This approach is all about the quick win and gaining traction.  You list your debts in the order of least outstanding balance to greatest outstanding balance.  Then you make minimum payments on all of them except the smallest one at the top of the list. This is the debt that you have targeted, and with your sights locked, you apply every spare cent you can to pay it off as quickly as possible. For a lot of people, that first debt will be wiped out in a month or two because it’s a low balance that’s just hanging out and cluttering your budget with a small payment. Once it’s gone, tackle the next smallest debt adding to its minimum payment all the extra cash you now have available from paying off the first debt. Then you rinse and repeat through each of your debts, watching the payments you make become more and more mammoth as each debt is zeroed out. This approach is best for people just getting started with personal finance and who are eager to experience some financial wins.

Debt Avalanche

This approach is for the mathematician in all of us who really despises paying interest.  Rather than organizing your debts based on outstanding balance, you list your debts in the order of highest interest rate to lowest interest rate regardless of amount owed. Like the debt snowball, you target the debt at the top of the list and attack it with everything you can.
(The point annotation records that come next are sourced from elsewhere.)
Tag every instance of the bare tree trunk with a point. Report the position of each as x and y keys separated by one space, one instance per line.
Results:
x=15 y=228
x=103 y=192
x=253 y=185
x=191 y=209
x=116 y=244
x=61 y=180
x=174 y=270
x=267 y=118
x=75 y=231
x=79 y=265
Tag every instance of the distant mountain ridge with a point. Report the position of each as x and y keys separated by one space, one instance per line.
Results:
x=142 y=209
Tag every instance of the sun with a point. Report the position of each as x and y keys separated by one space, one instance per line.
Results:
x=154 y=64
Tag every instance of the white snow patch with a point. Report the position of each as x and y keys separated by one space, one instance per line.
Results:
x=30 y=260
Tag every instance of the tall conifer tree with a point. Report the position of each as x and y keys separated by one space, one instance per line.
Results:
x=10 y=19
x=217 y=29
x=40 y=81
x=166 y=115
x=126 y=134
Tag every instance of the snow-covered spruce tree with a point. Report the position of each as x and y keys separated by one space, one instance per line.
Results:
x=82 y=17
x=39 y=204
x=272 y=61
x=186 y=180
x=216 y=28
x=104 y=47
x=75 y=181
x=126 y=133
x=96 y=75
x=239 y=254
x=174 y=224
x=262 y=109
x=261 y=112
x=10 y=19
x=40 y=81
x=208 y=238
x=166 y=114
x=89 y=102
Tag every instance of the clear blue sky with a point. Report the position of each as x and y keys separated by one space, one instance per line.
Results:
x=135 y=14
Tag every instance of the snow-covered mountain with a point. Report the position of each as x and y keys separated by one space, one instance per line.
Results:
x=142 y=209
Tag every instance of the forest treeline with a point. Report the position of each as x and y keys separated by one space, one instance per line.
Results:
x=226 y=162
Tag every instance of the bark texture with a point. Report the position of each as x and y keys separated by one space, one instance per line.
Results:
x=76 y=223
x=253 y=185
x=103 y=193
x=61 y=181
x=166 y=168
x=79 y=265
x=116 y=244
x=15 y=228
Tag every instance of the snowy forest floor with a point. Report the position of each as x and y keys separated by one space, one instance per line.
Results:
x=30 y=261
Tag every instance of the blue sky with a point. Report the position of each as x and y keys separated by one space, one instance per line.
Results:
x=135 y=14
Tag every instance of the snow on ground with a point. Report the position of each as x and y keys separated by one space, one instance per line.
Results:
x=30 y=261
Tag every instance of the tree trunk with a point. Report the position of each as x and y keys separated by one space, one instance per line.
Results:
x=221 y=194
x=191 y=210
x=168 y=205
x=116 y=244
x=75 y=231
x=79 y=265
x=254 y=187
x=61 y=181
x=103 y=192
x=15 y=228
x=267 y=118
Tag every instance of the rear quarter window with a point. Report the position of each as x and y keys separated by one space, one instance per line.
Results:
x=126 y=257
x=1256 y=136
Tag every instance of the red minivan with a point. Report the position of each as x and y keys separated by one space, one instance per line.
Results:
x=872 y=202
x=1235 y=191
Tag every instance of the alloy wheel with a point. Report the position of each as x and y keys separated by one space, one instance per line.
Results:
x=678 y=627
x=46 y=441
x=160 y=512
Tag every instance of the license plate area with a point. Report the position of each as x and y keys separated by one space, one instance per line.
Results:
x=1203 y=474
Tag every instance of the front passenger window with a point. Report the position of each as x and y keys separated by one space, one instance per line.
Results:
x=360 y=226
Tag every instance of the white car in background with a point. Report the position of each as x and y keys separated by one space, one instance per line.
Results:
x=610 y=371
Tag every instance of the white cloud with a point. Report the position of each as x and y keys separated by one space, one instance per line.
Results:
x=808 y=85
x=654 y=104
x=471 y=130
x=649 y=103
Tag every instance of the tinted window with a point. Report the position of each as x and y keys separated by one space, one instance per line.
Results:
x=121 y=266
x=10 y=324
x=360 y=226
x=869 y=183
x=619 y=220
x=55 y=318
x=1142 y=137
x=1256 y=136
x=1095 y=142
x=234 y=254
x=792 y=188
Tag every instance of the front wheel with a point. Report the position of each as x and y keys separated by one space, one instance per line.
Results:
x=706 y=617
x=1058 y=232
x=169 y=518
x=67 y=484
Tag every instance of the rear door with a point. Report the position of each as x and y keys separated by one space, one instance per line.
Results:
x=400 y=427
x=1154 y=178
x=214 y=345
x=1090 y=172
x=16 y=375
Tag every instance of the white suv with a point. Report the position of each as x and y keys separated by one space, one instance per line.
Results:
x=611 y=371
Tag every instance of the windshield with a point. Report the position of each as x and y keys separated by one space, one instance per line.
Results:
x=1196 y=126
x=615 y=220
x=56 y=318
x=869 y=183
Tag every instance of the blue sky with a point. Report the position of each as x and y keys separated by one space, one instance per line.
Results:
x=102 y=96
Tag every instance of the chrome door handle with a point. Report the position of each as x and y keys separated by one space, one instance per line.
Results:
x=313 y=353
Once it’s paid off, roll that payment into the minimum payment of the debt with the next highest interest rate, continuing until all are gone.  This approach is best for people who already have a firm commitment to get rid of debt and want to conserve as much of their money as possible. It’s especially good when your debts are all comparable in size. 

Cash Flow

This approach is for the person who needs to free up monthly cash for a recurring expense that’s coming – for example student loans coming out of deferment. List your debts based on the size of your minimum payments due.  Order them from largest minimum payment to smallest minimum payment.  Apply your extra cash against the debt that will free up the cash flow you need. Once it’s gone, focus on another debt that will give you the additional cash flow you seek by paying it off. This is a great way to handle debt repayment if you really need some breathing room in their budget. 

Emotional Improvement

List your debts in the order of emotional strain they give you. For example, you owe money on a car that you’ve never owned but were a co-signer for. That payment infuriates you every time you make the transfer or draft the check. This negative emotion is no good for your psyche or stress levels, so target the debts in order of greatest emotional baggage.  Like the other approaches above, apply all your extra money toward your targeted debt while you pay minimums on all others. When it’s paid off, do a dance and update your budget to target the next debt. This approach is ideal for somebody who is desperately seeking emotional peace. 

For me personally, I always recommend clients to begin with the debt snowball to eradicate small debts first.  This gives you relative quick wins and momentum. The speed of those initial payoffs is tremendously gratifying, and truly gives you the right headspace needed to tackle the larger debts.

Once the smaller debts are gone, I recommend reviewing the debt repayment strategies to decide if there is a clear gain from re-prioritizing the larger debts based on interest, cash flow, or emotions. For example, one client chose to attack her car payment ahead of a credit card. She owed about $500 more on her car but it had a $350 minimum payment whereas the credit card minimum payment was $170.  By attacking the car loan with every spare cent, she is able to pay off the car in 6 months staging her budget to more easily include a known future expense that will come into effect early next year. 

Most importantly though, if you take nothing else away from this article, remember that you are best served by choosing one debt to focus on. No matter which approach you take, focus is necessary for your success! Choose one debt and attack it with everything you have while paying minimums on all the others. When it comes to debt repayment, “divide and conquer” is no approach to take.